The Illinois attorney general and the Wills County state’s attorney sued last month over the undisclosed Braidwood leaks.
Craig Nesbit, a spokesman for Exelon Corp., said the company planned a cleanup.
“We’re going to scour our plants and scrub them from top to bottom, determine every piece of equipment that handles tritium, and make sure that it’s in absolutely top shape,” Nesbit said.
Closer to home, Indian Point officials note that the strontium and tritium leaks there have made company officials evaluate their other facilities. Indian Point’s parent company, Entergy, which owns 10 reactors and operates another for the state of Nebraska, has begun looking at its other locations for potential tritium leaks.

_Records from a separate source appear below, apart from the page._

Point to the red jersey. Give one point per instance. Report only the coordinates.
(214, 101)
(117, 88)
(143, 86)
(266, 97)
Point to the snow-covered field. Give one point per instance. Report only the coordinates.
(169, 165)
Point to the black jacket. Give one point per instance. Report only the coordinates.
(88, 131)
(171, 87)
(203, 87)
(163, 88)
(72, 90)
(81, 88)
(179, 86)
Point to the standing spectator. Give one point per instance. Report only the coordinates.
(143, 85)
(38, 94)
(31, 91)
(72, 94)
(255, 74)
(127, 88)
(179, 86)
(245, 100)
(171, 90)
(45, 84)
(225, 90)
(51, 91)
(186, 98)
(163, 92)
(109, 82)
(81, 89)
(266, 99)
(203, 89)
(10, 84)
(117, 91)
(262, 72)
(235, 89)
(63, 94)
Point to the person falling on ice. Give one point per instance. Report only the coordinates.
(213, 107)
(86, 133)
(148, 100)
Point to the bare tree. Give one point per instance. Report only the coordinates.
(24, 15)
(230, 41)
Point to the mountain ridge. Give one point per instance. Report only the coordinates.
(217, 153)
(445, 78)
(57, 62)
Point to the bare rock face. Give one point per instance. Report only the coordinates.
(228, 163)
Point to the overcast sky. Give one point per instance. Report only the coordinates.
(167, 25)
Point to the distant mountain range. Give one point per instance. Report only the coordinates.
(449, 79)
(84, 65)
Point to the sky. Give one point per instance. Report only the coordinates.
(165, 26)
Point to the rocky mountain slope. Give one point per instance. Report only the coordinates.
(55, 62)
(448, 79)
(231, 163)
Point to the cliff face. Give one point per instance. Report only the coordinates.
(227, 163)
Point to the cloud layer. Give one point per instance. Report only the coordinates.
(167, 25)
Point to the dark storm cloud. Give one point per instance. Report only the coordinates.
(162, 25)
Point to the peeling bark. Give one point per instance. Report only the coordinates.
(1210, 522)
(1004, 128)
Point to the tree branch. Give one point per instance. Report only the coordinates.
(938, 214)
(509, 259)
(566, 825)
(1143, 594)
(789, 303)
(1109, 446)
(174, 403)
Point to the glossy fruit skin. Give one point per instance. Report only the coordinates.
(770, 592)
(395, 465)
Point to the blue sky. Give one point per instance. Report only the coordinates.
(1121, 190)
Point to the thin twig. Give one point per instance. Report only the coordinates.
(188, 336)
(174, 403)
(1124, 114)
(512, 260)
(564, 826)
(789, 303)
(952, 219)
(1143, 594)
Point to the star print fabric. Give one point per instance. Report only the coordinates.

“We have a specific, comprehensive, fleetwide plan for assessing current groundwater monitoring and surveillance programs at each site,” Entergy spokesman Jim Steets said. “That grew out of what has happened at Indian Point.”
What is tritium?
Tritium is a radioactive isotope, or atomic form, of hydrogen that is produced naturally in the upper atmosphere and can be found as a gas, but most commonly occurs in water, which is formed when tritium is exposed to oxygen. It also is produced during nuclear weapons’ explosions and in reactors.
What is strontium 90?
Strontium 90 is an artificially produced radioactive isotope of strontium, a naturally occurring, soft, silvery metal that rapidly turns yellowish in air. Strontium 90 is a byproduct of nuclear fission in weapons and reactors and has been linked to bone cancer and leukemia. Strontium 90 moves easily through the environment and takes more than 29 years to lose half its radioactivity.